NFV applications have stringent SLA, they need to be highly available with an uptime of 99.9 (99). NFV availability depends on the cloud infrastructure and hence they need to be aware of health of openstack service. when the infrastructure failure is detected early, these applications can be moved to a different cloud and the cloud operators can be notified . The key take away here is catching and handling failures before NFV customer experiences an application failure.
a. All openstack services receives queries and replies back with an expected result. b. Packets can be sent and received on tenant and external network
Provide a tool that checks the health of the cloud.

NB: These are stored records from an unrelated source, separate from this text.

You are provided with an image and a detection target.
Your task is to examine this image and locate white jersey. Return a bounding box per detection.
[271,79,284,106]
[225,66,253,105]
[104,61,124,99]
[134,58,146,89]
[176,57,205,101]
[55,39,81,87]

- Should be light weight, non disruptive and less resource intensive.
- Should provide configurable functional testing
- Should verify resource states after openstack upgrade
- Should work on all openstack installs, i.e it should be agnostic to openstack distribution and various deployment models.
- Should work for both tenants and operators
- Provide both CLI and API.
- Operator check*
a. Check all services are running and listening on the ports
b. check the cluster status of infra components rabbit and percona (mysql ‘wsrep’ and rabbitmqctl cluster_status) c. If Openstack is in HA mode, test the HAProxy and each of the services behind the HAProxy (run 'a' and 'b’) d. If pacemaker is installed, use 'crm status' or ‘pcs status'
Requires cloud-admin and operator access.
-
Endpoint check a. keystone service-list b. glance image-list c. cinder list d. nova list e. neutron net-list f. login to horizon page
-
Functional check a. Create tenant, create network, upload an image, create two VMs and run ping between the VMs. b. Create VM, create volume, attach volume to the VM. c. detach VM, delete volume and delete VM d. Clean up all resources
-
Comprehensive health check a. Create VM on each compute node and ping the gateway. b. Determine max MTU and check jumbo packets (optional) c. Check security groups (ping, ssh and http traffic)
-
Upgrade check a. Create or snapshot the state of existing openstack resources such as tenants/routers/VMs/Loadbalancers b. After upgrade check if the created/snapshotted resources are in operational state c. Check security groups after upgrade (ping, ssh and http)
Application can make use of endpoint, comprehensive, functional and upgrade checks. Application can snapshot the resources before upgrade and then check there state after the upgrade. Cloud Pulse itself can be run as a tenant-vm, which then can provide REST-API access to other NFV, VNFM, NFVO applications.
Operators can install cloud-pulse in one of the controllers directly or using docker container. They should be able to run all of the health checks listed above.